Guardini avait magistralement exposé dans L’univers religieux de Dostoeïski (trad. fr. 1947, cf. NRT 70, 1948, p. 326) la manière dont les romans de D. reflètent un monde moderne qui n’est plus pénétré de Dieu, à travers le tragique des personnages croulant sous le poids d’une vie d’homme néantisée par l’athéisme. Il estimait que dans cette perspective on pouvait reconnaître le Christ dans le Prince Lev Nikolaïevitch Mychkine de L’Idiot. De son côté, Balthasar, dans le 2e vol. de L’Apocalypse de l’âme allemande, confronte longuement l’appel à la transcendance chez D. à la mort de Dieu chez Nietzsche. Sans chercher à rivaliser avec ces théologiens (voir en dernier lieu A. Brombard, De l’homme divisé à l’homme divinisé, 2020, cf. NRT 143, 2021, p. 156), Marguerite Souchon, agrégée de russe et enseignante au Lycée du Parc à Lyon, veut donner des clés pour entrer dans l’œuvre de D. en y cherchant ce qu’il révèle de lui-même et donc de son propre cheminement de foi. Ainsi cet ouvrage écrit dans une langue vive et légère reprend-il en grande partie les étapes de la vie de son écrivain, mais à partir de la question de Dieu, avant de considérer comment cette expérience est décrite comme une divinisation à l’œuvre dans les personnages des romans de D.

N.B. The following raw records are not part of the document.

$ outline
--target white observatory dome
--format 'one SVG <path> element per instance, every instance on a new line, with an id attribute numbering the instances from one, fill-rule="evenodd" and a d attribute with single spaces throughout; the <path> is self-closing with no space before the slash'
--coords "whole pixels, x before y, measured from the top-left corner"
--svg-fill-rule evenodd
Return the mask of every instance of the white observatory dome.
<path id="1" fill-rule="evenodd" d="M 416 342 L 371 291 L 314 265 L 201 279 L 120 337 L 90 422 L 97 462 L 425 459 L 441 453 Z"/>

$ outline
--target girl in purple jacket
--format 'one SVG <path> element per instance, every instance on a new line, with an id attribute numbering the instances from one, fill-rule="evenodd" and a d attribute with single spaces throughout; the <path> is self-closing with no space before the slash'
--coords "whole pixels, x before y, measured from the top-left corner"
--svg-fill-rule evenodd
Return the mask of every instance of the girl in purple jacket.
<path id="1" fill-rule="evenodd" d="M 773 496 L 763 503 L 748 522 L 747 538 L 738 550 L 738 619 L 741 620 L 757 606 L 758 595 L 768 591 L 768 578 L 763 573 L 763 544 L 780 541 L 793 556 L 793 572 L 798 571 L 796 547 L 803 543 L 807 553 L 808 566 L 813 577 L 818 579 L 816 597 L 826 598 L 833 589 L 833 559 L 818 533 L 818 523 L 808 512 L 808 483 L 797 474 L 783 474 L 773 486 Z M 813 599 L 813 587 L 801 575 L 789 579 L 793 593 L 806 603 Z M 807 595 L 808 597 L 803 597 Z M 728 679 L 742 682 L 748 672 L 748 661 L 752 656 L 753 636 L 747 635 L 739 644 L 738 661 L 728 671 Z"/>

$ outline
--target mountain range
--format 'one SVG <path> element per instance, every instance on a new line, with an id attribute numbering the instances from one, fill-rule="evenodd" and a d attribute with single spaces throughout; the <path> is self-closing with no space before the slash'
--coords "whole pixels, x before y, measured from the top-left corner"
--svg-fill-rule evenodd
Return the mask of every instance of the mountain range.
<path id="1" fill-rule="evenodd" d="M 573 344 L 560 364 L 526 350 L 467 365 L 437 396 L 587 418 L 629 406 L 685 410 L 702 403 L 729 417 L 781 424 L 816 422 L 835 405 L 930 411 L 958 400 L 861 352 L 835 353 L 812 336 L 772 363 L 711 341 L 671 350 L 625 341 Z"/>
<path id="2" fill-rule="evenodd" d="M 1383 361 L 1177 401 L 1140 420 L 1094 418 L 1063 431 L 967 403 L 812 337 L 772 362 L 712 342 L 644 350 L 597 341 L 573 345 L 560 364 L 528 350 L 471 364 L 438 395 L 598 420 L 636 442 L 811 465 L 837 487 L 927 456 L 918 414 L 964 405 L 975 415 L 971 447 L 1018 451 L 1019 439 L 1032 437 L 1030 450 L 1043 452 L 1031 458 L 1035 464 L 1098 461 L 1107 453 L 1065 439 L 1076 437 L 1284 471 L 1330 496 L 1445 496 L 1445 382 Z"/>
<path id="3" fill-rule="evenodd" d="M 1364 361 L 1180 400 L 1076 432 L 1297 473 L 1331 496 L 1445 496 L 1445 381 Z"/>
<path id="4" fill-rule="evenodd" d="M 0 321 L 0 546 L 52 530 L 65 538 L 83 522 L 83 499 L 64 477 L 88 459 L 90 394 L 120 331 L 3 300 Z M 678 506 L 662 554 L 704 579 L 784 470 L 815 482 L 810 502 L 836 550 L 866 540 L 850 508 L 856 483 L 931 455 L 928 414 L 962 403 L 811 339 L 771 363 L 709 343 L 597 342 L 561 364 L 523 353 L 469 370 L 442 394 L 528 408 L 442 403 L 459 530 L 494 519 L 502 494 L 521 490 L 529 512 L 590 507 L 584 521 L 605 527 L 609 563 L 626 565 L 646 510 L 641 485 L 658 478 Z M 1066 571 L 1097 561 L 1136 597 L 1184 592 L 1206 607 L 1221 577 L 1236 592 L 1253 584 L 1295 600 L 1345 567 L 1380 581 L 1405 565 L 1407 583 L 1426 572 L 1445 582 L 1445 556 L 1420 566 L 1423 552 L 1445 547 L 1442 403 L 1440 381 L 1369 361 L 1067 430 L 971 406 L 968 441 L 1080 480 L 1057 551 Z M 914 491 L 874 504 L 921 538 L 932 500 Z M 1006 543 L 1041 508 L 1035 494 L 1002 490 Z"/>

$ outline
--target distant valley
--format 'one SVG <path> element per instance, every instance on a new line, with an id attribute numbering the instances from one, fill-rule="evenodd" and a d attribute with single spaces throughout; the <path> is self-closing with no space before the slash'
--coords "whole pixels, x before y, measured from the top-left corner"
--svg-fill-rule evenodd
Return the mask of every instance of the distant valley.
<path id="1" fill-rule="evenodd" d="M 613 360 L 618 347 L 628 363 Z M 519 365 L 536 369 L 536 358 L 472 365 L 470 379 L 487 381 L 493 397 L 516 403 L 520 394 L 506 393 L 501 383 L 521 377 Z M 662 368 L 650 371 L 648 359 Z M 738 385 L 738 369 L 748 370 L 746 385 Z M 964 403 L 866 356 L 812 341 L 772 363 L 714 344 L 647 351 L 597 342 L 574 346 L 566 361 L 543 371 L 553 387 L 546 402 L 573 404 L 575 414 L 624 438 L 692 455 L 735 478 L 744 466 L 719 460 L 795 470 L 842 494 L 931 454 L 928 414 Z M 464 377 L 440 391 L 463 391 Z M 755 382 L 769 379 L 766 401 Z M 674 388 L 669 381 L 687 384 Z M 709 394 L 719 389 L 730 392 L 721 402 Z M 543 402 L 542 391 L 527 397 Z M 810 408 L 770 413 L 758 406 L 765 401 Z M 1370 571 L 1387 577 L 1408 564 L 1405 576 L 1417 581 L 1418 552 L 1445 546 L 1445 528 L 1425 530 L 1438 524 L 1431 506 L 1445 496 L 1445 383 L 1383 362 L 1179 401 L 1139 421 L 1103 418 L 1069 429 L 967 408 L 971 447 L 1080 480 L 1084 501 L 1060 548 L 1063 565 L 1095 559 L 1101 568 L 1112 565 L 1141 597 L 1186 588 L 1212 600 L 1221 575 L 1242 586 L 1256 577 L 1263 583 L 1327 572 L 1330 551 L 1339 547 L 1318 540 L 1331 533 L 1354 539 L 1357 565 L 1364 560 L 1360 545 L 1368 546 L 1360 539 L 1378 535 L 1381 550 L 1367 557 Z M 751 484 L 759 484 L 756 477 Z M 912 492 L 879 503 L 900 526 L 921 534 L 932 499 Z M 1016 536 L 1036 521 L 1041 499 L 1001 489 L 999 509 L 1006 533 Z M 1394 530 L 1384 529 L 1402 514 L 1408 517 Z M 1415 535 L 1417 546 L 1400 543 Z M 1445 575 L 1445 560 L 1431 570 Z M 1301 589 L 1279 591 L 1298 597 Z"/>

Elle expose d’abord l’univers singulier de la Russie traditionnelle et révolutionnaire du xixe s., qu’elle appelle le « peuple-Dieu », mais où les héros ne peuvent que vivre une rupture avec Dieu.

Puis, à l’enseigne de « l’Homme-Dieu » (qui n’est pas encore le Christ), elle fait entrer dans le sens même de la liberté dostoïevskienne, à savoir la lutte pour la responsabilité personnelle devant laquelle les personnages de D. se crispent si souvent : « le christianisme fait un devoir à l’homme de lutter contre le milieu ; en rendant l’homme responsable, il proclame sa liberté » (Journal d’un écrivain, cité p. 93). Elle nous donne un cours (très vivant) d’herméneutique de la formule fameuse (ou fumeuse) : « la beauté sauvera le monde » qui, précise-t-elle, fonde « la preuve téléologique de l’existence de Dieu » (p. 101).

Enfin, apparaît le « Dieu-homme » qui n’est autre que le « Christ russe », permettant à l’A. d’expliquer le « poème du Grand Inquisiteur ». On revient à la terre de ce peuple-Dieu ayant perdu Dieu mais dont la vocation est messianique.

Un ouvrage plaisant à lire, qui ose les raccourcis, obligatoires d’une introduction, grâce à un style enlevé et drôle, dont la thèse mériterait d’être déployée et qui aidera le lecteur à ne plus craindre de se retrouver lui-même dans chaque héros de cette œuvre métaphysique. — A. Massie s.j.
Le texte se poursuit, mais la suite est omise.